Beautygram: Alexander Wang’s Future Boys

Photo: Imaxtree

Brooklyn smelled like bleach yesterday, at least within a one-mile radius of the Duggal Greenhouse or the Navy Yards, whichever was easier for your Uber driver to put into his GPS. Several models took a “quiet” moment (as quiet as Alexander Wang’s backstage can be) and “relaxed” by sitting back and having their eyebrows bleached. The theme was weird, boyish futurism. As Diane Kendal for NARS Cosmetics explained, the makeup — with its monotone face and slightest hint of NARS Matte Multiple as an eye contour (out in spring 2014 in Altai, Vientiane, or Cappadoce) — was “futuristic, but still boyish for Alex. Cries of “no, weirder. Guido [Palau] wants the hair to be weirder,” were a constant refrain backstage.

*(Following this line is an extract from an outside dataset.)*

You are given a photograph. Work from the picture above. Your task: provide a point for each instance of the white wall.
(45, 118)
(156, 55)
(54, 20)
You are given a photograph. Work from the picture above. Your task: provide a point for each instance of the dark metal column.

Guido Palau, creative director for Redken, explained the “weird” hair this way: “Alex showed me his fashion illustrations and this hair was drawn on. I wanted it to look fake and unreal, so it has a weird boyishness kind of thing. He wanted it to feel pulled together in a simple way and not too normal.” Makeup was put on the hairline to make it look completely monotone. Redken’s Control Addict 28 and Shine Flash were both used to mold the hair into a stiff ponytail, with a severe rectangle front that was shaped to cut sharply across the forehead. In the finale, a select group of models, such as Candice Swanepoel and Anne V, stood on a rotating platform. Their hair was sprayed black on the top and left natural on the bottom. Nails were given a coat of Alexander Wang’s favorite colors, Essie’s cement-colored Sand Tropez, topped with a coat of Mademoiselle and a matte topcoat in Mad About You, for the slightest feminine kick. Welcome to Tomorrowland beauty.